Parution de la 3è édition du guide de bonnes pratiques pour l’industrie maritime dans le domaine cyber

Il existe de nombreux guides de recommandations pour la mise en œuvre de mesures cyber dans le monde maritime. Un peu trop, et inégaux en qualité, ce qui rend parfois les choses un peu illisibles (mettons-nous à la place du marin, de l’armateur, qui doivent les comprendre et les mettre en œuvre…).

Parmi ces guides, un fait malgré tout référence, notamment par le nombre d’associations et d’acteurs d’importance qui y ont participé (21) mais aussi parce qu’il parle correctement au monde maritime et du monde maritime, en adaptant les menaces cyber à ce secteur si particulier. Ce guide, « The Guidelines on Cyber Security Onboard Ships », vient de paraître sous sa 3ème édition.

Il est le fruit d’un travail au longs cours entre associations d’armateurs et d’industriels du secteurs, notamment BIMCO, CLIA, ICS, INTERCARGO, INTERMANAGER, INTERTANKO, l’IUMI, l’OCIMF et le WORLD SHIPPING COUNCIL.

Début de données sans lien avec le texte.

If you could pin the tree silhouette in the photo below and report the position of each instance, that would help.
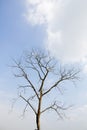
(38, 69)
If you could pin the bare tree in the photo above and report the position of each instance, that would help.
(38, 69)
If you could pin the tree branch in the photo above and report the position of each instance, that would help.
(27, 101)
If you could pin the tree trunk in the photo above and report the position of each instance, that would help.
(38, 121)
(39, 112)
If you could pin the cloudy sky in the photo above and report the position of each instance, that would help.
(58, 26)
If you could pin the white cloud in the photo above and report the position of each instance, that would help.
(66, 26)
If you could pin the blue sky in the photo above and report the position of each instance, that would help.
(58, 26)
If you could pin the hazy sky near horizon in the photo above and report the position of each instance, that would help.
(58, 26)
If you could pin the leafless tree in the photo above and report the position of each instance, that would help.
(42, 75)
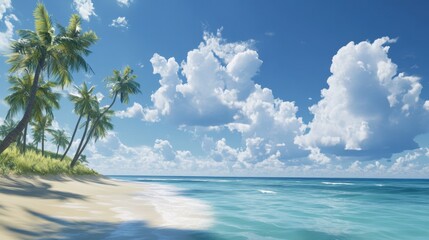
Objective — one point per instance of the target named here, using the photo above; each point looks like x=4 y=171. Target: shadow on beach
x=56 y=228
x=34 y=189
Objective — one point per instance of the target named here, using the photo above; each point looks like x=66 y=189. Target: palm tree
x=84 y=102
x=45 y=99
x=122 y=84
x=37 y=138
x=100 y=130
x=7 y=126
x=43 y=51
x=40 y=126
x=59 y=138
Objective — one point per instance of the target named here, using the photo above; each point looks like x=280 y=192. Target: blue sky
x=235 y=87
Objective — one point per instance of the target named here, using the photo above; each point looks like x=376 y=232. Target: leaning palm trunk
x=72 y=138
x=91 y=131
x=76 y=156
x=24 y=139
x=13 y=135
x=43 y=143
x=58 y=149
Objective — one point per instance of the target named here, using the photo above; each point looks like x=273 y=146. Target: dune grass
x=12 y=162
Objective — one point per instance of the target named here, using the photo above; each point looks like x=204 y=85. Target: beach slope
x=96 y=208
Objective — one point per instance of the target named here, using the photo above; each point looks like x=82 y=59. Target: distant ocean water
x=307 y=208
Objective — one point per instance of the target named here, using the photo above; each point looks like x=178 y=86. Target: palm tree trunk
x=43 y=143
x=25 y=139
x=76 y=156
x=58 y=148
x=71 y=140
x=12 y=136
x=91 y=131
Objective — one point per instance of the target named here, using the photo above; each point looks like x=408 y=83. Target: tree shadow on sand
x=49 y=228
x=35 y=189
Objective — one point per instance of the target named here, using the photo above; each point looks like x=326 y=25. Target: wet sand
x=96 y=208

Au-delà des recommandations classiques que l’on trouve dans ce type d’ouvrage, deux points de lecture méritent une attention particulière : la publication de nouveaux incidents ayant touché le secteur maritime, et la bonne prise en compte des spécificités du secteur.

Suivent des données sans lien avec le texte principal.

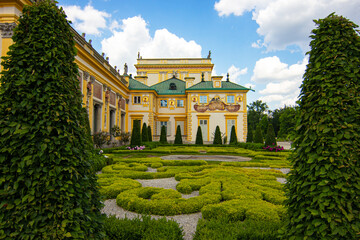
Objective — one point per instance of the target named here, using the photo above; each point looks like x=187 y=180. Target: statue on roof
x=125 y=69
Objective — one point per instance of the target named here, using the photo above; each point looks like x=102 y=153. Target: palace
x=168 y=92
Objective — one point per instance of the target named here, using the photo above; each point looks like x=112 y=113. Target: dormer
x=216 y=81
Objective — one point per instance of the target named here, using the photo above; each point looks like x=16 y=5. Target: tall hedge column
x=323 y=188
x=47 y=187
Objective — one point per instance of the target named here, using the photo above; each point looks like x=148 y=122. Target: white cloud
x=133 y=36
x=284 y=23
x=282 y=81
x=88 y=20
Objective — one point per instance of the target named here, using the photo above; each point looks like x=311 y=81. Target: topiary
x=199 y=140
x=217 y=137
x=135 y=134
x=47 y=186
x=323 y=186
x=163 y=135
x=144 y=133
x=270 y=136
x=250 y=135
x=233 y=137
x=178 y=138
x=258 y=135
x=149 y=134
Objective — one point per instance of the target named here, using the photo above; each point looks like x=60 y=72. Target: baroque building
x=168 y=92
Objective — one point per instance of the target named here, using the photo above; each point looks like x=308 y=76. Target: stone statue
x=125 y=69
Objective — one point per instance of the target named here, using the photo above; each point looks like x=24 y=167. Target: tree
x=144 y=133
x=323 y=186
x=258 y=135
x=255 y=112
x=178 y=138
x=217 y=137
x=199 y=140
x=135 y=134
x=48 y=186
x=250 y=135
x=149 y=134
x=163 y=138
x=233 y=137
x=270 y=136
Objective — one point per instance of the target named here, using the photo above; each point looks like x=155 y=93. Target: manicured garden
x=233 y=194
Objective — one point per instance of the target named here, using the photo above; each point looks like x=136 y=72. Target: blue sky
x=261 y=43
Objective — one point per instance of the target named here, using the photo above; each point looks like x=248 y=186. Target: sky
x=262 y=44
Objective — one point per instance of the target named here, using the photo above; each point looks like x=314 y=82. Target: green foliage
x=323 y=188
x=258 y=135
x=163 y=138
x=270 y=136
x=48 y=187
x=250 y=135
x=149 y=134
x=142 y=228
x=233 y=137
x=100 y=138
x=178 y=138
x=199 y=140
x=144 y=133
x=135 y=134
x=217 y=137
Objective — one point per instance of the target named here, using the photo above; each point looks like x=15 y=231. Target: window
x=231 y=99
x=163 y=103
x=180 y=103
x=137 y=99
x=203 y=99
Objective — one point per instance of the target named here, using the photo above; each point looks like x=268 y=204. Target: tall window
x=231 y=99
x=180 y=103
x=137 y=99
x=203 y=99
x=163 y=103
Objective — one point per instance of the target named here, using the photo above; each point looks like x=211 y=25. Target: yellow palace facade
x=168 y=92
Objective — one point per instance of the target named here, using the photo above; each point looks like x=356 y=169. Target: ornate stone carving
x=7 y=29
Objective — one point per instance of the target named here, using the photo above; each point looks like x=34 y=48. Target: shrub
x=233 y=137
x=142 y=228
x=135 y=134
x=250 y=135
x=100 y=138
x=270 y=136
x=178 y=138
x=163 y=138
x=217 y=137
x=149 y=134
x=199 y=140
x=323 y=186
x=48 y=187
x=258 y=135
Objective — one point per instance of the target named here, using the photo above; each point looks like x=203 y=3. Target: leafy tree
x=163 y=138
x=149 y=134
x=256 y=110
x=144 y=133
x=258 y=135
x=217 y=137
x=270 y=136
x=323 y=186
x=135 y=134
x=48 y=187
x=287 y=122
x=178 y=138
x=233 y=137
x=250 y=135
x=199 y=140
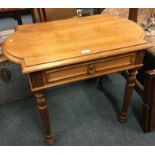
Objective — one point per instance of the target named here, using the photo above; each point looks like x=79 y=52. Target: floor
x=80 y=114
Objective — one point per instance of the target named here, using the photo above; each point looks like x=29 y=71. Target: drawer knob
x=91 y=69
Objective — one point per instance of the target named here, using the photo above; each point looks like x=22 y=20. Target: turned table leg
x=127 y=94
x=42 y=108
x=99 y=83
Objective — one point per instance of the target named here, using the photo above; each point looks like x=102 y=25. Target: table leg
x=127 y=94
x=99 y=83
x=42 y=108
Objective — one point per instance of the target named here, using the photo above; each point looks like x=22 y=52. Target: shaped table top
x=57 y=43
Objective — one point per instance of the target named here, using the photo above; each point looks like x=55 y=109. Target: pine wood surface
x=53 y=44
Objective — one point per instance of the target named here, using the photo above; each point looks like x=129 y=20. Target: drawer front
x=88 y=70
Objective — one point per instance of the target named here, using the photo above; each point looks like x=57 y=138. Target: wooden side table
x=69 y=53
x=16 y=13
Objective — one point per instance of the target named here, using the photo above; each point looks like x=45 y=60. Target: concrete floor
x=80 y=115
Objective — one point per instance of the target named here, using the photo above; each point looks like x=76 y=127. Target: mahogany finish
x=76 y=49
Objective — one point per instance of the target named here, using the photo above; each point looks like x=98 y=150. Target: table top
x=59 y=43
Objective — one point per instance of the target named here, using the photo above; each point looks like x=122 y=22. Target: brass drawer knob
x=91 y=69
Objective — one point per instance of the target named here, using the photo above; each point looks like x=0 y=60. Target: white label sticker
x=85 y=51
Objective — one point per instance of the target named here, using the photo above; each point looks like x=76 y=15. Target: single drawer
x=87 y=70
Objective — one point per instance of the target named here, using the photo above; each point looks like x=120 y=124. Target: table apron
x=68 y=74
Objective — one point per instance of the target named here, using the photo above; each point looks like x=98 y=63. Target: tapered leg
x=42 y=108
x=127 y=94
x=99 y=83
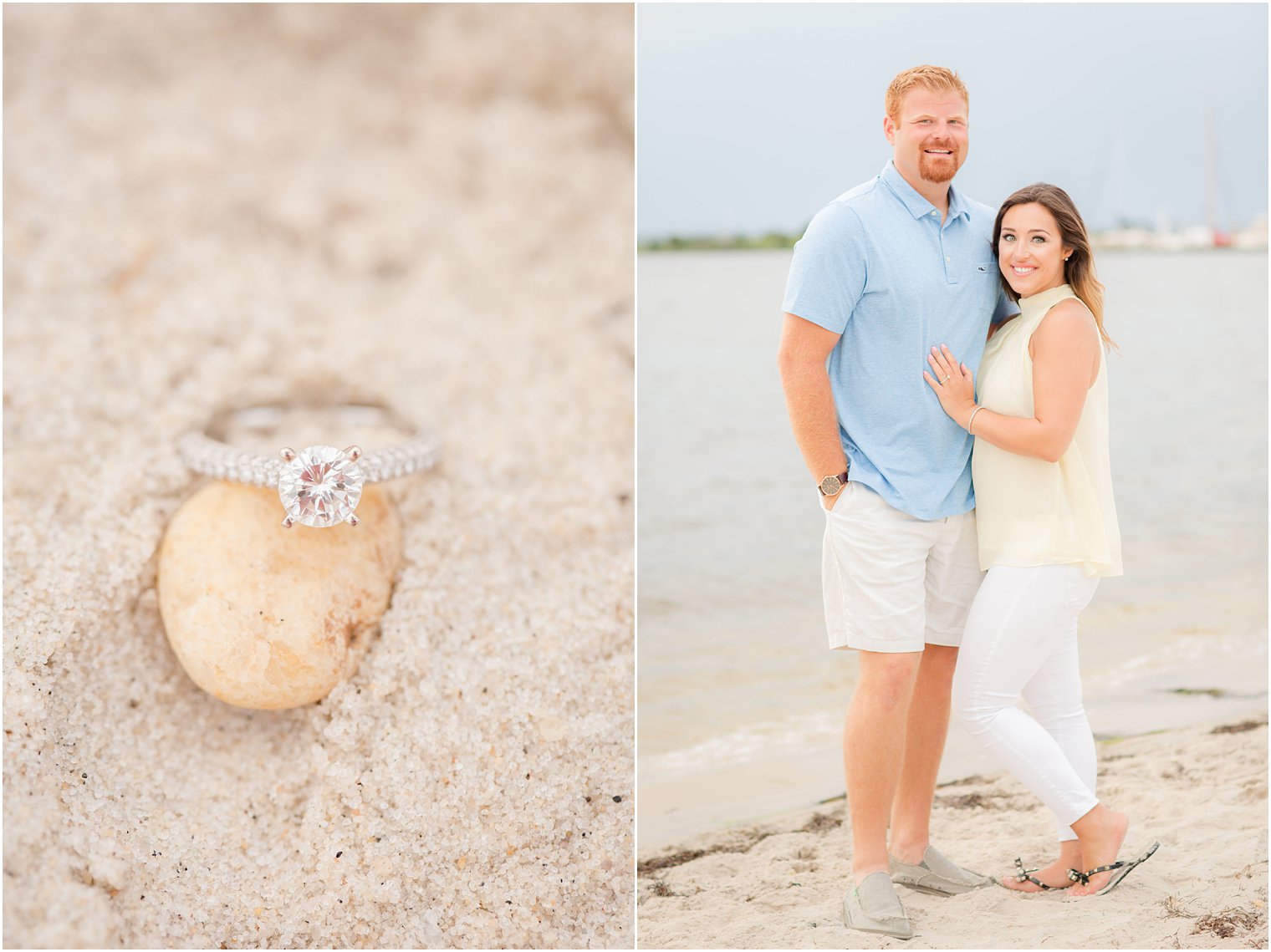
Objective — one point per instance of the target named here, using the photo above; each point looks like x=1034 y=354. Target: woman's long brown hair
x=1080 y=267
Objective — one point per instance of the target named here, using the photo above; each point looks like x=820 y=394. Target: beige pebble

Concernant les incidents, le guide liste un certain nombre d’évènements ayant touché le secteur maritime, essentiellement à titre d’exemple. Au-delà des incidents publics déjà connus pour lesquels j’avais déjà rédigé une première liste j’en ai retenu quelques évocateurs…

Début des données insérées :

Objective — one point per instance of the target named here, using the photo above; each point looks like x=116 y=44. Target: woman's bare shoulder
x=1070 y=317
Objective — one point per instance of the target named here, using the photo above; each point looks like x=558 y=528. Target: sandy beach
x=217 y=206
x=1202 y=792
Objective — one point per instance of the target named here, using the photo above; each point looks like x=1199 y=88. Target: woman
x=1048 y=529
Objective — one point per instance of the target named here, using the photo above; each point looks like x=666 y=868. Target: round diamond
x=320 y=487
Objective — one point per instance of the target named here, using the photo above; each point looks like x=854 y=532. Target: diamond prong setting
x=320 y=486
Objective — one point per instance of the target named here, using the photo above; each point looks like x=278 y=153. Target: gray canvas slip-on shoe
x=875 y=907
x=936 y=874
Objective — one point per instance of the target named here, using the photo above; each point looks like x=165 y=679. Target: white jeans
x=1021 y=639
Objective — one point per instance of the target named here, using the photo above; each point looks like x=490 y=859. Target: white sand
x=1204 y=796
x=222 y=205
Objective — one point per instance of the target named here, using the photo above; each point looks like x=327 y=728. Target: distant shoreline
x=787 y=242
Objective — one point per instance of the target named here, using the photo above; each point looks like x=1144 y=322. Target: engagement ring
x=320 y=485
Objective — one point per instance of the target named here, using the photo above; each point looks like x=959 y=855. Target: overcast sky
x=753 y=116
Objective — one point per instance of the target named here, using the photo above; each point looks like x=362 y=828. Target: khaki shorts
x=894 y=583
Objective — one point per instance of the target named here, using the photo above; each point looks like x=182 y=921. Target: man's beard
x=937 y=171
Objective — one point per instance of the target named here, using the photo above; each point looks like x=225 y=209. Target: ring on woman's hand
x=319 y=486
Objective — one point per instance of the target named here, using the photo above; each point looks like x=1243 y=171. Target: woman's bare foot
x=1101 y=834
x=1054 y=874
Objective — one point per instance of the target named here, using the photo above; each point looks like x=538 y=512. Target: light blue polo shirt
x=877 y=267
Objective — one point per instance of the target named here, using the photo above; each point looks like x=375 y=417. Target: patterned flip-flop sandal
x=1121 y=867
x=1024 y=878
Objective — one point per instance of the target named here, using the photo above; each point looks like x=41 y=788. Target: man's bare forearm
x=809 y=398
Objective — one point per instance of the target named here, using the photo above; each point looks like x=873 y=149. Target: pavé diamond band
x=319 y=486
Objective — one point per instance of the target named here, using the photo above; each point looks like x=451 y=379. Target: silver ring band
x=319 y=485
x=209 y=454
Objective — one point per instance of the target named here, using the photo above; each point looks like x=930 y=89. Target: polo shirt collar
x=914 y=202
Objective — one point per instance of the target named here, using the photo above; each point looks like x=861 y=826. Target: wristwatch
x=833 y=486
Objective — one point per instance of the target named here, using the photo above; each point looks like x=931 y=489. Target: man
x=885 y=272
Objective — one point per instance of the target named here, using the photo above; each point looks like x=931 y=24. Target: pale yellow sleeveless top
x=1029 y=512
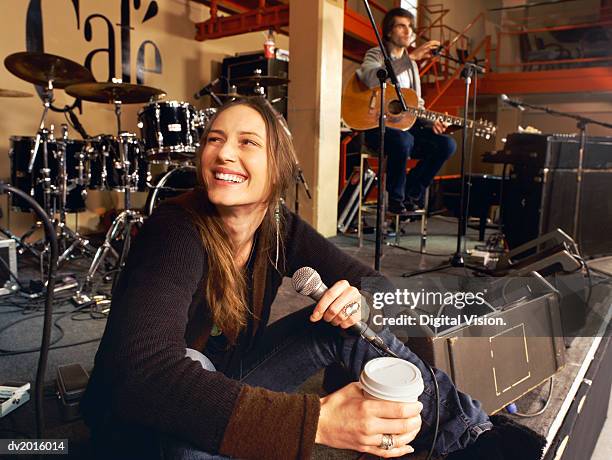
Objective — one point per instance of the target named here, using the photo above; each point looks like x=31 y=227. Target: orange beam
x=592 y=79
x=272 y=17
x=577 y=80
x=358 y=26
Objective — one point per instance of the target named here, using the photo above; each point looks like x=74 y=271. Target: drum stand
x=68 y=239
x=121 y=227
x=64 y=233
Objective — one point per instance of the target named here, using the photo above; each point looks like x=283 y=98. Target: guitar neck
x=430 y=115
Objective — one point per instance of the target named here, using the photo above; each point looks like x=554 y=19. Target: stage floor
x=81 y=327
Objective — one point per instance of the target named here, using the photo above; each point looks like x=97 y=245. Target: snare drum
x=106 y=170
x=20 y=153
x=203 y=120
x=169 y=131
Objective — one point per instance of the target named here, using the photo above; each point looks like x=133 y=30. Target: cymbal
x=13 y=93
x=108 y=92
x=40 y=68
x=261 y=80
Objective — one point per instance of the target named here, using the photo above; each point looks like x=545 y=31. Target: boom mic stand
x=470 y=70
x=383 y=74
x=581 y=124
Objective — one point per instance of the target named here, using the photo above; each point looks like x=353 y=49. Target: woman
x=188 y=367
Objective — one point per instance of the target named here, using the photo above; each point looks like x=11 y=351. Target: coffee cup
x=391 y=379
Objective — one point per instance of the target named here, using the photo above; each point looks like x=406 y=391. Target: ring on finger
x=350 y=309
x=386 y=442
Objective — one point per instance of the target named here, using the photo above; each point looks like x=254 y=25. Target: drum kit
x=57 y=171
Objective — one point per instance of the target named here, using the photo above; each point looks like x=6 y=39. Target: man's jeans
x=293 y=349
x=419 y=142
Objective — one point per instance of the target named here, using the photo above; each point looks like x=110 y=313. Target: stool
x=369 y=154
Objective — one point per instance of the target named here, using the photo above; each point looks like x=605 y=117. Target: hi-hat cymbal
x=40 y=68
x=261 y=80
x=13 y=93
x=108 y=93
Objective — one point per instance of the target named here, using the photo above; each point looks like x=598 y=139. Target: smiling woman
x=188 y=366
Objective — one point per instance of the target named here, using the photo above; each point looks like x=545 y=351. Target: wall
x=186 y=66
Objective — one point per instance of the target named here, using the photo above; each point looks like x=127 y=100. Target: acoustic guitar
x=361 y=110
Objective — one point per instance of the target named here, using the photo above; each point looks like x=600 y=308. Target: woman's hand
x=350 y=421
x=340 y=305
x=424 y=51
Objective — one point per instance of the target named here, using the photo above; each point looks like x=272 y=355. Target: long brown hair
x=225 y=284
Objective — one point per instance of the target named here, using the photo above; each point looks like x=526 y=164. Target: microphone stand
x=382 y=74
x=470 y=70
x=581 y=124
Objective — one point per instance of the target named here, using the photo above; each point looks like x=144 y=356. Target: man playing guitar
x=425 y=141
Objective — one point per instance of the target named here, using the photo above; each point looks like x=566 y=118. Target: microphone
x=506 y=100
x=206 y=89
x=308 y=282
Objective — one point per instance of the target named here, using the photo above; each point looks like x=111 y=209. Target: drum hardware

Deux incidents liés directement à des supports USB, qui sont fréquemment utilisés pour mettre à jour des systèmes, réaliser des opérations de maintenance, ou transférer des fichiers de ou vers des systèmes marétiques « hors réseau » :

  • l’infection de navires par un, voire deux (!) rançongiciels, mais dont l’origine provenait de partenaires (industriels ou commerciaux), et non d’une négligence due à l’équipage : ce point montre bien l’importance de mesures de protection bilatérales avec l’ensemble des intervenants extérieurs à l’entreprise et au navire. Il est intéressant de noter que, dans un des cas, le propriétaire a payé la rançon. A l’origine de ces infections, le rapport indique notamment l’absence / la faiblesse de mots de passe sur les outils de télémaintenance des navires, voire l’existence de comptes non documentés.
  • le second concerne un avitailleur, qui a demandé à accéder à la salle des machines pour imprimer des documents à signer. Sa clé USB, infectée, a compromis une partie du réseau « bureautique » du navire sans toucher aux systèmes de contrôle commande, probablement isolés au niveau réseau (ouf). Le second concerne la découverte, lors d’un test d’intrusion, de l’existence d’un code malveillant sur un système non connecté à Internet mais qui était conçu pour l’être. Le code, qui avait été introduit par support USB, était présent dans le système depuis… 875 jours (infection lors de  l’installation du logiciel) ! Amis pentesteurs : vous avez de l’avenir dans la marétique !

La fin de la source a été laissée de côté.